Michael,
> I am not a trust expert, but I'm instinctively dubious that this
> would work. You'd need to find someone who knew. My guess,
> though, is that the trustees would have great discretion, and only
> a court could review it -- and that it wouldn't want to...
It occurs to me that there may also be a model in the health-care
field. 1st party Joe needs the services of 2nd party Dr; 3rd party
payer HMO agrees to pay for Joe's use of Drs service *if they get to
decide what the service is worth (based on best practice, etc), and
the class of risk Joe represents.
OK: 1st party Mabel needs the services of 2nd party Registry; 3rd
party payer Registrant agrees to pay for Mabels domain name if
they get to decide what the service is worth (based on *possible
trademark infringement, etc), and the class of risk Mabel
represents.
But this is not at all the way it operates at present; somehow the
registrar is 2nd, takes the money but leaves 1st with all the
liability.
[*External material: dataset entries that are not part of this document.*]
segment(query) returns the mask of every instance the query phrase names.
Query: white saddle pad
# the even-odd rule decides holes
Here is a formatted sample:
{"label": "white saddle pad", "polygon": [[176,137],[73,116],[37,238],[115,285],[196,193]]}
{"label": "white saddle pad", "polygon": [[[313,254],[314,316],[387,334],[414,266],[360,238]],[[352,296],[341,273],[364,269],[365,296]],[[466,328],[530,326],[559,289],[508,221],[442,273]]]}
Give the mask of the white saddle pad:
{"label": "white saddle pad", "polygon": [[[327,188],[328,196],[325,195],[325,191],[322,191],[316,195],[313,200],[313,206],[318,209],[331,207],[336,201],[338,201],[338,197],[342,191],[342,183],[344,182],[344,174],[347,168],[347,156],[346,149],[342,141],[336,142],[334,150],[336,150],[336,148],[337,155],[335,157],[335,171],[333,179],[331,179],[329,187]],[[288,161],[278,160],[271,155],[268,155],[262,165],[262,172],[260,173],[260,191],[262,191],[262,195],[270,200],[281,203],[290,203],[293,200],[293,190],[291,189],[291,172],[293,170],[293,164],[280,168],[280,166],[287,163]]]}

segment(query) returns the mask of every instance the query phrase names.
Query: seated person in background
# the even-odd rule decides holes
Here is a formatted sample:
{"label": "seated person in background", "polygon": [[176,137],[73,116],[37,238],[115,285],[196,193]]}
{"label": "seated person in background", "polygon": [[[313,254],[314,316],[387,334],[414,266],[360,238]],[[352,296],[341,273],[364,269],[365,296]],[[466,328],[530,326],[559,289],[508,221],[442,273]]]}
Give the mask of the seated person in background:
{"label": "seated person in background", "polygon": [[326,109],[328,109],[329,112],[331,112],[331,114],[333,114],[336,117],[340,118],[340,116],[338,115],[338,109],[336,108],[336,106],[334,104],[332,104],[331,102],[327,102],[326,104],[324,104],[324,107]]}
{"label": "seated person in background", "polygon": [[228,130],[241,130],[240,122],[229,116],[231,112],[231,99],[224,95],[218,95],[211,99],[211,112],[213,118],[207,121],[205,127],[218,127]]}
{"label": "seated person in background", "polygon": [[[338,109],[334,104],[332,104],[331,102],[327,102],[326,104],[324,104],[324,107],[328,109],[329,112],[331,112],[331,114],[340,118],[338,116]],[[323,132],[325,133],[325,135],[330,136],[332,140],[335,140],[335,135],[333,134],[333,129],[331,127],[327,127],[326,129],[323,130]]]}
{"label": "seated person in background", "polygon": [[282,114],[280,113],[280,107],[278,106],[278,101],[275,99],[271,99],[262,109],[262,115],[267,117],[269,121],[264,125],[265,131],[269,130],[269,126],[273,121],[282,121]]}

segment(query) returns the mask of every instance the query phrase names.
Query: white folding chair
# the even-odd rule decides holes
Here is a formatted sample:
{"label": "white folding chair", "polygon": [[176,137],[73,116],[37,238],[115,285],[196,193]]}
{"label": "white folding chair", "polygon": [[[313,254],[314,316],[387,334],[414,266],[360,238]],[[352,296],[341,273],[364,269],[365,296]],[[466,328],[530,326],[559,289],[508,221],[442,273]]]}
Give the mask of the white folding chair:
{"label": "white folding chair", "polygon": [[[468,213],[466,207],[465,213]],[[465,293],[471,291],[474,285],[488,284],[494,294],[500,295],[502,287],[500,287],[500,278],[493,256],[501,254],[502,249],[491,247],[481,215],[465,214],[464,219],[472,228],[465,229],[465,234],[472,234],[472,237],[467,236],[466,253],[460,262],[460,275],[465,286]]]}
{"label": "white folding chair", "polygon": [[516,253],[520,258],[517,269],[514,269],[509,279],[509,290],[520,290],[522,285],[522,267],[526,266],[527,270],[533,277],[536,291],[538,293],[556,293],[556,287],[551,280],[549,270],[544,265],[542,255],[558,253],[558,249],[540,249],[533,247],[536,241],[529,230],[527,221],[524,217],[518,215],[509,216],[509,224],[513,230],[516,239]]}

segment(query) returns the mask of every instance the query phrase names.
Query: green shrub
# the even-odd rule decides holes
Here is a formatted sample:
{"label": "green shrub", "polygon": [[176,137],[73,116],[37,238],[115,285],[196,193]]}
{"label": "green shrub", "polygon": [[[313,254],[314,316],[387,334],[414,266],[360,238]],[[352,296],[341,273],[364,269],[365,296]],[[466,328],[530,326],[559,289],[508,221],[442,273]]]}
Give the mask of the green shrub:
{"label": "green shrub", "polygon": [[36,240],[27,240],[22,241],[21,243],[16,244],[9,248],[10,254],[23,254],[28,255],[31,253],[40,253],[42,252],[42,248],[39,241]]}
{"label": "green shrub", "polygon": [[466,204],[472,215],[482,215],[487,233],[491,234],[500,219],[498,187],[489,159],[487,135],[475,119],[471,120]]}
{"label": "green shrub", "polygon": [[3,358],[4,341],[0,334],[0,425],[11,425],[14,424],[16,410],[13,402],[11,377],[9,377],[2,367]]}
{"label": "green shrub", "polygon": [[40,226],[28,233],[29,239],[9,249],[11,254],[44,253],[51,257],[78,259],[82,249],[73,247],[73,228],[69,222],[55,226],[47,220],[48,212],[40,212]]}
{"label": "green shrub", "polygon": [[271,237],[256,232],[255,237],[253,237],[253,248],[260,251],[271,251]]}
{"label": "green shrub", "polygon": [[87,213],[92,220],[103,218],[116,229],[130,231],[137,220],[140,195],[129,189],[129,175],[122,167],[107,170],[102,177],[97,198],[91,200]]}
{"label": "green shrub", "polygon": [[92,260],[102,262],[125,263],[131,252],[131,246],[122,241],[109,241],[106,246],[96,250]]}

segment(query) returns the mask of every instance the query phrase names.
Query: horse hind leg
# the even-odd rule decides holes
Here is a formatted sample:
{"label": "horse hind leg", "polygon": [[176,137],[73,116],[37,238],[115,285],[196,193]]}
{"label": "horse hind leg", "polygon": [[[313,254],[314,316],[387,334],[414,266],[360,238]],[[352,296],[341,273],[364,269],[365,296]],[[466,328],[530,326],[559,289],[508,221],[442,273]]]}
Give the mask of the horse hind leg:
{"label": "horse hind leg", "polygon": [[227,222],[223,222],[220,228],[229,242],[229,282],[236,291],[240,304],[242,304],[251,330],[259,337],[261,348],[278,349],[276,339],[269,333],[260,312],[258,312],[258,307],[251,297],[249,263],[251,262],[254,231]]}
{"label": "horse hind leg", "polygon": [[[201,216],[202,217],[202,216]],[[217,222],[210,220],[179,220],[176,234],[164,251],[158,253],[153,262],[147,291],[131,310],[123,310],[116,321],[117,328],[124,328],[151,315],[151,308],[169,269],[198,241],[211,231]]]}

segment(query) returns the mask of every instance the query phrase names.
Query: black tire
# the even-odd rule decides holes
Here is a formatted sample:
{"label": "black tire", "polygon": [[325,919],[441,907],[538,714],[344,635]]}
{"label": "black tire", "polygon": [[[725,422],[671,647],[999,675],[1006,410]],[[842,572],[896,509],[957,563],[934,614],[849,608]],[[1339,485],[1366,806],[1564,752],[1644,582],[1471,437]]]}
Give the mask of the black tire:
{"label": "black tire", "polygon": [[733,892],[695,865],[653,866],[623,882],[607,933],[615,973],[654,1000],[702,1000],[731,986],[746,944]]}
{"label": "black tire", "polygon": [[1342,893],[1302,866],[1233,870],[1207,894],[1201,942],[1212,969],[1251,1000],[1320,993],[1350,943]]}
What is missing, it appears is the 'best practice' aspect of
the Registry; essentially, the lab/ field reports that provide the
basis of actuarial analysis that 'names of this sort are susceptible
to that extent,' by which the liability could be estimated.
No, at the moment what we have is an eminence gris that insists
that it holds the keys to the inter-nation and to which all ye who
enter the name-domain must pay tribute. Sure, there are TM
databases, but there is no International Nomenclature Association
to provide even the vaguest authority for saying that Foobarf.com
has yea-many liability-vectors (Ph-, Fu-, -bar1, etc etc), much less
for tracking an epidemic of popularity for Feu-, Fou-, or Phew-
names. Let's see this professional analytic service come together,
and then we may be able to make some legal/ fiscal sense of it all.